I've been thinking about whther there are alternative workflows that don't include spreadsheets. The programs with storylines can use those instead, but I've not thought of another working alternative other than word processor tables, which are really a cutdown version.
The reason is keeping track of what I think of as the 'pulses'. Stuff that is there in the background, but may not often impact the narrative.
In LotR there are unsen actions by the protagonists - the party members, Sauron, Saruman - going on all the time. But there's also the ticking away of the Third Age with the Elves leaving and Sauron and ordinary men rising with the Fourth Age depending on who won - but the Elves would have left either way.
And in the Siege of Malta I mentioned in the book tread, there weere the threads of the direct actors (the commanders on both sides; different locations) and the events, but there were also other beats - the Spanish commander weighing up the possibility of reinforcements, the overall political position of the Templars, the Sultan in Constantinople, the machinations of the French, Venetians and others; and then slower beats around the Turk's thrust into Europe; and even slower with the development of oceanic trade/travel unravelling the importance of the Mediterranean and the entrepot of Venice and the Turks. The last is only mentioned a little in passing but is a fundamental part of the context. And mentioned frequently in the narrative, but without a beat, is the extensive practice of raids, piracy and enslavement which was still increasing: and because there is no beat the references consitute a source of incoherent noise and detract from rather than add to understanding.A further beat is the impact of the reformation and counter-reformation, but this is ignored and has no imapct on the narrative, although it could be argued to be an important consituent of the context.

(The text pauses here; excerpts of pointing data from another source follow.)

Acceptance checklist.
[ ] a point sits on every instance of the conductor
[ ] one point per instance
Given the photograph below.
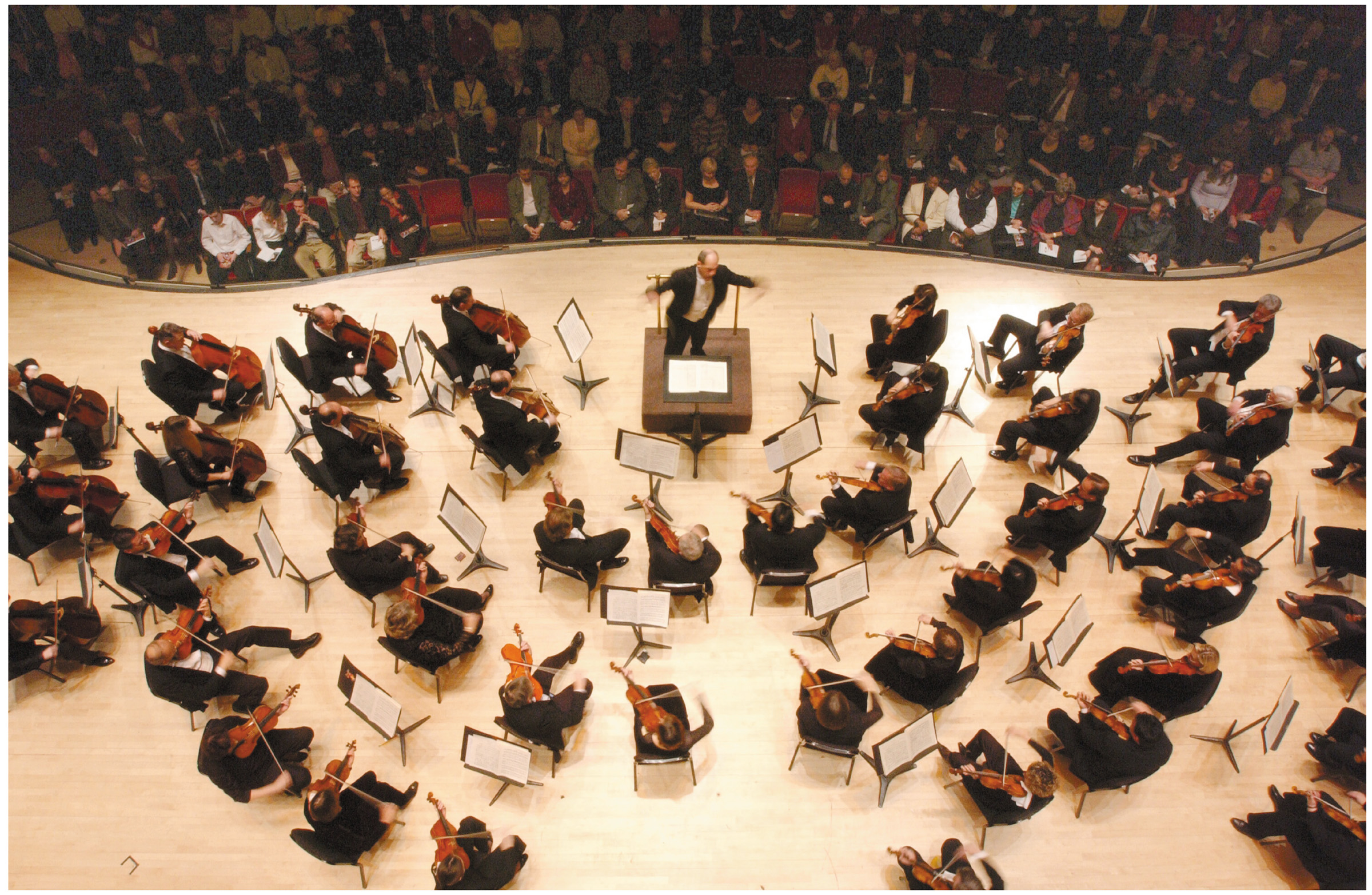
(697, 293)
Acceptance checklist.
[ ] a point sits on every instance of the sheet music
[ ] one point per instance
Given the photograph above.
(496, 757)
(574, 333)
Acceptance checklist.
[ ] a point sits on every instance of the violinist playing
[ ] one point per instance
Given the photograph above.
(331, 359)
(515, 427)
(1171, 687)
(918, 670)
(1233, 512)
(907, 334)
(193, 669)
(1058, 424)
(1005, 793)
(257, 776)
(468, 344)
(693, 560)
(1330, 845)
(348, 821)
(909, 404)
(1243, 335)
(29, 424)
(827, 710)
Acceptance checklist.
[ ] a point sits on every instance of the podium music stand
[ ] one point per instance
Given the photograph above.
(276, 559)
(982, 365)
(902, 751)
(577, 337)
(829, 596)
(463, 522)
(824, 349)
(655, 456)
(647, 607)
(1282, 714)
(789, 447)
(1146, 511)
(375, 706)
(947, 502)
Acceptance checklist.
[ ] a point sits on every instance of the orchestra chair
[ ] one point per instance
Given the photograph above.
(858, 698)
(482, 447)
(544, 564)
(776, 578)
(674, 706)
(310, 842)
(512, 732)
(433, 667)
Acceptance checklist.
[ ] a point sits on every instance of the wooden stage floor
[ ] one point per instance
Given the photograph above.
(102, 757)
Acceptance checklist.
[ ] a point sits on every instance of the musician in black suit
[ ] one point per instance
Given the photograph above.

It is easy to see how this is important in any work that proceeds with time, from the past, through the present and into the future. But it is just as important in other works that have many intertwined threads. Even if only a few are being examined then the others are part of the context for that. The only types of work where it has no use is where there is no narrative, and the work will be read in sections (eg reference books).
Ideally, it would be a corkboard, with storylines/timelines fixed below, but I don't know of anything like that.